Ben Fordham slams decision to scrap cashless welfare card

Ben Fordham slams decision to scrap cashless welfare card

The contentious cashless welfare debit card is one step closer to being eliminated, but many people are outraged and are calling the decision “awful.”

Legislation to repeal the card, which the Coalition government established in 2016 and banned up to 80% of welfare funds from being spent on alcohol and gambling, was approved by the Lower House and will now be sent to the Senate.

Ben Fordham, the host of the 2GB radio breakfast show, criticized the federal government’s decision to discontinue the cashless welfare card on Wednesday, claiming that “kids are going to go hungry” as a result of the government paying attention to the wrong people.

Commentary by Ben Fordham on the PM’s decision to discontinue welfare cards

Ben Fordham slams decision to scrap cashless welfare card

‘This one is a shocker. Once it is gone all together more kids are going to go hungry that’s the bottom line,’ he said.

‘Actions have consequences and the consequences of this action are horrendous.

‘More money will be spent on alcohol, more money will be spent on drugs, more money will be spent on cigarettes and more money will be spent on gambling.’

The 2GB host said more importantly it is the kids who will suffer from the government’s move.

 ‘Kids will go hungry. They will miss out on fruit and vegetables and on breakfast cereal, and school lunches and warm dinners,’ he said.

‘Because some people just cannot help themselves. They are so unwell, so sick with addiction issues they have no control. That’s why we brought in the cashless welfare card.

‘It was introduced to help people, to help people spend 80 per cent on essential items, to help people look after their children and give them things they need.

‘The card is about to vanish and it is all because the prime minister isn’t prepared to follow through with a bit of tough love.’

The card, which was introduced into certain communities by the Coalition government in 2016 and prevented up to 80 per cent of welfare money from being spent on alcohol and gambling, has seen legislation to scrap it passed in the Lower House and will now go to the SenatesSince its inception, the cashless debit card program has drawn criticism for unjustly targeting First Nations communities and stigmatizing users.

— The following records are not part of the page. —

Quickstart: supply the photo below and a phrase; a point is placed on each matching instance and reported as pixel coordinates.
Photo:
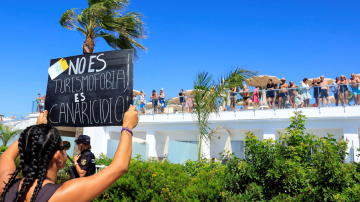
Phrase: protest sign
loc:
(90, 90)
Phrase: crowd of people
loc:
(40, 103)
(158, 100)
(278, 95)
(288, 95)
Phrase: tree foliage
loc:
(208, 96)
(106, 19)
(297, 167)
(7, 133)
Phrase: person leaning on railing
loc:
(335, 89)
(305, 92)
(343, 90)
(43, 153)
(354, 81)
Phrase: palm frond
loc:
(110, 4)
(68, 19)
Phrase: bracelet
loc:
(128, 130)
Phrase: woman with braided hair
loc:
(43, 153)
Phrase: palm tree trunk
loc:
(89, 45)
(79, 131)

The program has received harsh criticism from the Labor administration, according to Minister of Social Services Amanda Rishworth, who called it inefficient.

She said that the cashless debit card was mandated by the previous Coalition government as a panacea for the complicated socioeconomic issues faced by some of our most disadvantaged people.

Ben Fordham said that the administration had chosen the wrong advisors, including Senator Lidia Thorpe of the Green Party, who “simply believes that everything is racist.”

 ‘Lidia Thorpe said the card is racist. Well Lidia Thorpe thinks that everything is racist,’ he said.

 ‘She thinks that the police are racist, she thinks the defence force is racist, she thinks parliament house is racist, she thinks Australia is racist, she thinks the Australian anthem is racist, she thinks the flag is racist.

‘Racism, racism, racism, Lydia Thorpe always plays the race card and she did with this.’

Anyone who willingly wishes to stay participating will be switched to the BasicsCard if the card is discontinued.

In accordance with the Northern Territory Intervention strategy, the BasicsCard was launched in 2007.

It was a voluntary scheme that restricts 50% of a person’s income in order to ensure that they spend money on necessities.

Similar to the welfare debit card, it attempts to reduce harm caused by addiction to alcohol and gambling in rural and remote areas.

The Prime Minister last week justified his administration’s decision to stop using the card, claiming that doing so will strengthen the communities where it had been introduced.

Mr. Albanese said that the termination of the project was mandated despite opposition objections.

He told the legislature, “Our welfare system was paying a commercial corporation to participate in activity with a for-profit motivation, which was leading to… difficulties being forced on communities.”

He continued by stressing how crucial it was for individuals to be in charge of their finances.

One thing we’ve done is make sure that we’re giving communities power, not taking it away from them.